Andi almost tipped her coffee pulling over her notebook and scrambling for a pen.
He gave her his address, efficiently repeating it twice. "I hope it will help..." he offered in closing.
She said "Yes...I hope so too..." and mumbled "Thanks." before he rang off.
Lena looked up. "Bad news?" she asked, a touch of concern in her voice.
"No, I think we just got lucky..." She shook her head, jotted a final note and filled Lena in on the morning's events.
Before heading out to West Linn, Andi visited with Mrs. Knowles, spending forty minutes discussing options for gathering embarrassing evidence. She steered her away from wire-taps and stressed the advantage of keeping the surveillance with the bounds of her property. Mrs. Knowles seemed in no hurry, chatting chummily about skip-traces and DNA evidence while expressing a gifted amateur's interest in investigation.
Andi mused that Knowles might really be researching a book and toyed with the idea of asking right-out. It was flattering to think of a character patterned after her style. The idea bubbled titillatingly on the way to Tyson's. Maybe K.D. Lang for the movie version, Andi could almost see herself in dark glasses, lounging on the busy set.
Tyson's house was new--a ranch style with clean, Mexican-style tan stucco, blue tile roof and a formal, monastic-looking front door opening onto the north side's paved courtyard. On the south, three wings of the house wrapped a patio with an acre of windows looking down a serpentine private drive. His avocation was testified to by row upon row of roses in terraced courses cut into the hillsides and looking for all the world like a vineyard.
The door was answered by a thin, clean-shaven, humorless young man in khaki slacks and a short-sleeved golf shirt who looked as if he'd be more comfortable in a uniform.
She was obviously expected. Without asking her name, the young man nodded her in and led wordlessly through a hardwood-floored entry, down a wide hall lined with display cabinets and a collection of American flags, past a formal living room over-looking the patio-courtyard, to a closed door that he politely knocked upon. Andi glanced at a case at her elbow with a civil war sword and scabbard decorated with tassels and an eagle.

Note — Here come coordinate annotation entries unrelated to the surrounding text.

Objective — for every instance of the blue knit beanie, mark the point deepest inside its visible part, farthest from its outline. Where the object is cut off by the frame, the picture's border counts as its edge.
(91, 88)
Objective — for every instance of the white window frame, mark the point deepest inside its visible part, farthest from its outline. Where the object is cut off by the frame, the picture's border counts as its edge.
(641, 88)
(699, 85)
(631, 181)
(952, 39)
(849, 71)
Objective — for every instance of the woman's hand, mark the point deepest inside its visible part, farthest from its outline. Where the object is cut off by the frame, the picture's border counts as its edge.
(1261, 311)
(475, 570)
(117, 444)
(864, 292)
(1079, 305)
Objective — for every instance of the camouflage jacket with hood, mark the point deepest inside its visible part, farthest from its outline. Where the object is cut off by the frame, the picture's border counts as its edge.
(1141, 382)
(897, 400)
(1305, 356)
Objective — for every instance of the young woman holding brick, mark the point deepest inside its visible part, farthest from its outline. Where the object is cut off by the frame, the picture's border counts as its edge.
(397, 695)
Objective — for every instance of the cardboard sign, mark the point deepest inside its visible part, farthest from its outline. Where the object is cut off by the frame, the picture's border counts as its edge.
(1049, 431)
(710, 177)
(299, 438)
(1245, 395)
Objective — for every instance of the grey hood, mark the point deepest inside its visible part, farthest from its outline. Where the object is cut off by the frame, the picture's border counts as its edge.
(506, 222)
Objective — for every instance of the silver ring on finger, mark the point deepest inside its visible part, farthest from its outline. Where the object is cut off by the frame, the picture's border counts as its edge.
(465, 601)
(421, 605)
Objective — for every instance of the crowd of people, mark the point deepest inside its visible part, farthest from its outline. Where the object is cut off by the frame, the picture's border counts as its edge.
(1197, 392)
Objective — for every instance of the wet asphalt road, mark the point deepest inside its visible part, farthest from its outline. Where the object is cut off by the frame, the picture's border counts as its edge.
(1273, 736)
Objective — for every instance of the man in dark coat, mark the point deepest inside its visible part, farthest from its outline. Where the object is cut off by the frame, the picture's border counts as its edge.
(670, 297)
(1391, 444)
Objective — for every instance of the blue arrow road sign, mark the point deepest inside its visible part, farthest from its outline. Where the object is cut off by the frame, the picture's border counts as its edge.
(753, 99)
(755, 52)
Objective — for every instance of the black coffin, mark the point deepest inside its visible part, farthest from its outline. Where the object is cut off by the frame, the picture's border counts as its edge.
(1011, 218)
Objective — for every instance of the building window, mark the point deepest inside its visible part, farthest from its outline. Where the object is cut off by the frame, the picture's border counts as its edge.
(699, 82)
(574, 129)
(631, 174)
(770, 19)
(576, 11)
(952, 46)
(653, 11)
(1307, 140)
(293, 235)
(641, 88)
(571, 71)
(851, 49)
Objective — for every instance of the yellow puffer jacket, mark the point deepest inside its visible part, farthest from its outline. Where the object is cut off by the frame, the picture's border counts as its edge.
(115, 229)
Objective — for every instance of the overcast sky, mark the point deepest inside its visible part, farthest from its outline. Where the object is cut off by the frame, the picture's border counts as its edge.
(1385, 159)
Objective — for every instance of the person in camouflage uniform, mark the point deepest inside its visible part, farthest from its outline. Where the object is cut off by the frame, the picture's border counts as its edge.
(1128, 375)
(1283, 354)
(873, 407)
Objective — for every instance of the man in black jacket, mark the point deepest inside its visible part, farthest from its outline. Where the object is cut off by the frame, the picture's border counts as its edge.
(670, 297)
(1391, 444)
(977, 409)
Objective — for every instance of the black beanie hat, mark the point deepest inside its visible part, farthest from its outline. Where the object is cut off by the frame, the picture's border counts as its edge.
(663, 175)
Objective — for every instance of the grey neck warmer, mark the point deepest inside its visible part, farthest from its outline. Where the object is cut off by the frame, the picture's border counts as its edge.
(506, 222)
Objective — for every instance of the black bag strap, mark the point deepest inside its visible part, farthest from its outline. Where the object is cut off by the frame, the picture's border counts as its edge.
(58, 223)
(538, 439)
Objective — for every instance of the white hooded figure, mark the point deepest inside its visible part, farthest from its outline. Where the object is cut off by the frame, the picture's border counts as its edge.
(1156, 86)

Her grim escort stared straight-ahead facing the door. Mounted on the wall beside the frame was a punch-in key-pad of the type used for electronic combination-locks.
There was an audible metallic click near the knob. The young man courteously opened the door and stood aside, letting Andi enter alone.
Andi entered and heard the door close and lock behind her. To her left, William Tyson sat behind a desk in a room resplendent with collectable, and undoubtedly expensive, military memorabilia. The walls were crowded with professionally-framed displays of battle ribbons and yellowing hand-written documents. A flag with stripes and a circle of stars in its blue field was mounted under glass, its frayed edges were charred, its heavy fabric looked hand-stitched.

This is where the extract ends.